54.風が運んでくるもの
『風が北から吹いてきたら、絶対に外には出てはいけない。良くないものが風と一緒に来るから』
それは私の住んでいる村にある、奇妙な言い伝えだ。
私たち子供は信じていなかったけど、お年寄りは完全に信じている。
だから北から風が吹いてきたら、みんな家の中に入るように強制的に引っ張られた。
どんなに楽しく遊んでいても、少しでも風が吹くと、中断させられる。
それはすごくつまらなくて、私達はもっと遊びたいと思っていた。
だから作戦を立てて、次に風が吹いた時に、それを実行した。
一回家に入って、監視の目が緩んだ隙に家から出た。
私は上手くいって待ち合わせ場所に来たけど、みんなはまだみたいだ。
吹いてくる風を感じながら、みんなを待つ。
周りを見ても特に変わった所はなくて、私はほっとする。
みんな大げさにしすぎなんだ。
それか子供が遊びすぎないように、家で勉強させるための作戦かも。
そうと分かれば、私はみんなが来るまで遊んで待っている事に決めた。
一人で遊ぶ。
さて何をしようかと思っていると、誰かが来たのが見えた。
私は友達が来たんだと思って、そっちに振り返った。
だけど、それが良くないものだと本能的に感じる。
あれは駄目だ。
あれに捕まったら、終わる。
そう思った瞬間、私は勢いよく走り出した。
後ろから追ってくる足音。
捕まらないように、でもどんどん迫ってくるのが分かる。
私は必死に走りながら、考えていた。
あれがお年寄りが言っていた、北からの風が運んでくるものなんだ。
後ろに夕日があったから、顔や形なんかがはっきりとは見えなかったけど、よくない雰囲気ははっきりとあった。

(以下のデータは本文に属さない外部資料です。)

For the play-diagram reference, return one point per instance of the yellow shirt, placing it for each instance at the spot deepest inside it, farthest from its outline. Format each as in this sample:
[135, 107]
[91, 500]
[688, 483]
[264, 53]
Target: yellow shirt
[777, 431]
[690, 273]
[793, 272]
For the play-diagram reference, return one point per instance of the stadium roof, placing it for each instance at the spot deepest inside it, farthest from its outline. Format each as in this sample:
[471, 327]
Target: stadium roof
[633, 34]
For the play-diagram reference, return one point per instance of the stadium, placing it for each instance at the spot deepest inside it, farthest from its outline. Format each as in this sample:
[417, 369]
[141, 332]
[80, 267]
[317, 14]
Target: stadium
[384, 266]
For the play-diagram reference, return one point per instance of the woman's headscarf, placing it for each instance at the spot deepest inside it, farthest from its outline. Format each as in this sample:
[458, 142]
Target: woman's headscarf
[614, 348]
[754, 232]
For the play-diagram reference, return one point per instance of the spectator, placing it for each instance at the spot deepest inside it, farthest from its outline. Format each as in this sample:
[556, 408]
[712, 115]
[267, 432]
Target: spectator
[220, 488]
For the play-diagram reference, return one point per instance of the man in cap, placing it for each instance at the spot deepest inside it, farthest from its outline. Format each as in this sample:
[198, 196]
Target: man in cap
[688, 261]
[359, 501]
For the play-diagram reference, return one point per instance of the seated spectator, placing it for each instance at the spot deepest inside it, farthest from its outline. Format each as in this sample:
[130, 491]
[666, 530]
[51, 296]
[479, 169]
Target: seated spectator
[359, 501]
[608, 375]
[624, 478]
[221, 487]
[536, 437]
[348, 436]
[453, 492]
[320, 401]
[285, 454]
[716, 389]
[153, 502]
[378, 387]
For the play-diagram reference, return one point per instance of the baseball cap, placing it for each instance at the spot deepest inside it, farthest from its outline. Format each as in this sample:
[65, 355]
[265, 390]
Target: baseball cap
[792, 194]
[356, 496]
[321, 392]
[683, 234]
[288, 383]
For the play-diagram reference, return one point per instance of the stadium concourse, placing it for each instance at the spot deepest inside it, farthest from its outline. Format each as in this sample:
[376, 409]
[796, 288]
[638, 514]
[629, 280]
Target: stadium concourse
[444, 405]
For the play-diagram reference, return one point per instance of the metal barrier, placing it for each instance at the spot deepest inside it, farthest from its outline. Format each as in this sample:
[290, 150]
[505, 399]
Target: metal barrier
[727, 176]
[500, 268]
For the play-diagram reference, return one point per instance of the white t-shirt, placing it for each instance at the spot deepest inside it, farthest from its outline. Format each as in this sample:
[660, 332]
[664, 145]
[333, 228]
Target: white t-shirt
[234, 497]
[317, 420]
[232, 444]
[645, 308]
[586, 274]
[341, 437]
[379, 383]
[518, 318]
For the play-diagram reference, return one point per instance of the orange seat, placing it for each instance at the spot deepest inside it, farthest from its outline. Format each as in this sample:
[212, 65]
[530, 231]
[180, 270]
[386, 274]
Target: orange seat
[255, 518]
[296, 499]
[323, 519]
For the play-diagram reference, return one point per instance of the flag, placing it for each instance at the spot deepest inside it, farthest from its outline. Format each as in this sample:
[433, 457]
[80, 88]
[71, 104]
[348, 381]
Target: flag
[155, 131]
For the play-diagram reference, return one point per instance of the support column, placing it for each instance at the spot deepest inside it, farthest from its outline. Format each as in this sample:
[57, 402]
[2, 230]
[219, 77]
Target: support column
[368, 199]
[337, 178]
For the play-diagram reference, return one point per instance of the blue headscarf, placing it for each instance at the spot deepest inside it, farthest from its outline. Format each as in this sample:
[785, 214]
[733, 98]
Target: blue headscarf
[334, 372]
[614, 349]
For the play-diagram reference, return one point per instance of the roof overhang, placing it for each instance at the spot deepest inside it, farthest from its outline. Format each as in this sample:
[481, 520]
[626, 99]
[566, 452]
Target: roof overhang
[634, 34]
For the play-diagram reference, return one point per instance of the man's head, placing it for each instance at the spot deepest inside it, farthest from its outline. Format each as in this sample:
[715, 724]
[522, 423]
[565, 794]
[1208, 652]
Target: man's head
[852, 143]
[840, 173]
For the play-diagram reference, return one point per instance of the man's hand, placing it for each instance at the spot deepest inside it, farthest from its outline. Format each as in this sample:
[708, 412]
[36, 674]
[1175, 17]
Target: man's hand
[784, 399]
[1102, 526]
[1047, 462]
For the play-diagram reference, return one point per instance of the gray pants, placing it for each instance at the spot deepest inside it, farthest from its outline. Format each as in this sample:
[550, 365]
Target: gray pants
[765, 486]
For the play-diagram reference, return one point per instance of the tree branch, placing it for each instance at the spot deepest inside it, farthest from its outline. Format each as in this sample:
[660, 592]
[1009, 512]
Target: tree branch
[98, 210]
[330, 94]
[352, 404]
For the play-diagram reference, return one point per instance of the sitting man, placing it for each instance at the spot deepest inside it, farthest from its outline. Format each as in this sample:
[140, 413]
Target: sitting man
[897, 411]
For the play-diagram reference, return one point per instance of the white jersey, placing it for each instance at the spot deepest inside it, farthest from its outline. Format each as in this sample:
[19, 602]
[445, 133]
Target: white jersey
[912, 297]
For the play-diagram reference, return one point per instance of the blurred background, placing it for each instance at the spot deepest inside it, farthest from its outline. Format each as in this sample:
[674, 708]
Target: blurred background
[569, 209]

誰か友達が今すぐ来てくれて、助けになってくれればいいけど。
それも何だか無理な気がした。
そうやって考えながら走っていたら、後ろの気配が急に消えた。
私はそれを感じて、後ろを振り返る。
後ろには何もいない。
諦めたのか、ただの脅しだったのか。
分からないけど、助かったみたいだ。
良かった。
もう絶対に、北から風が吹いたら外に出ない。
みんなにも今日の事を言って、気をつけてもらわなきゃ。
そんな事を考えながら、安心してしゃがみ込んだ私の左側。そこから突然何かが勢いよく襲いかかってきた。
逃げる隙も、考える余裕もないまま、私はそれに飲み込まれた。
視界が暗くなる中、最後に考えたのは、やっぱり言い伝えの事だった。